Having proven itself as a favourite film of children around the world, Willy Wonka & the Chocolate Factory
is every bit as entertaining now as it was when originally released in 1971. There's a timeless appeal to Roald Dahl's classic children's novel, which was playfully preserved in this charming musical, from the colourful carnival-like splendour of its production design to the infectious melody of the "Oompah-Loompah" songs that punctuate the story. Who can forget those diminutive Oompah-loompah workers who recite rhyming parental warnings ("Oompah-loompah, doopity do...") whenever some mischievous child has disobeyed Willy Wonka's orders to remain orderly?

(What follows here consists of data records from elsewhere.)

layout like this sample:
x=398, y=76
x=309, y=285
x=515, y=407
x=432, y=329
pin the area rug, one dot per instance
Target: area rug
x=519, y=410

Oh, but we're getting ahead of ourselves ... it's really the story of the impoverished Charlie Bucket, who, along with four other kids and their parental guests, wins a coveted golden ticket to enter the fantastic realm of Wonka's mysterious confectionery. After the other kids have proven themselves to be irresponsible brats, it's Charlie who impresses Wonka and wins a reward beyond his wildest dreams. But before that, the tour of Wonka's factory provides a dazzling parade of delights, and with Gene Wilder giving a brilliant performance as the eccentric candyman, Wonka gains an edge of menace and madness that nicely counterbalances the movie's sentimental sweetness. It's that willingness to risk a darker tone--to show that even a wonderland like Wonka's can be a weird and dangerous place if you're a bad kid--that makes this an enduring family classic. --Jeff Shannon
A poor little boy wins a ticket to visit the inside of a mysterious andmagical chocolate factory. When he experiences the wonders inside the factory, the boy discovers that the entire visit is a test of his character.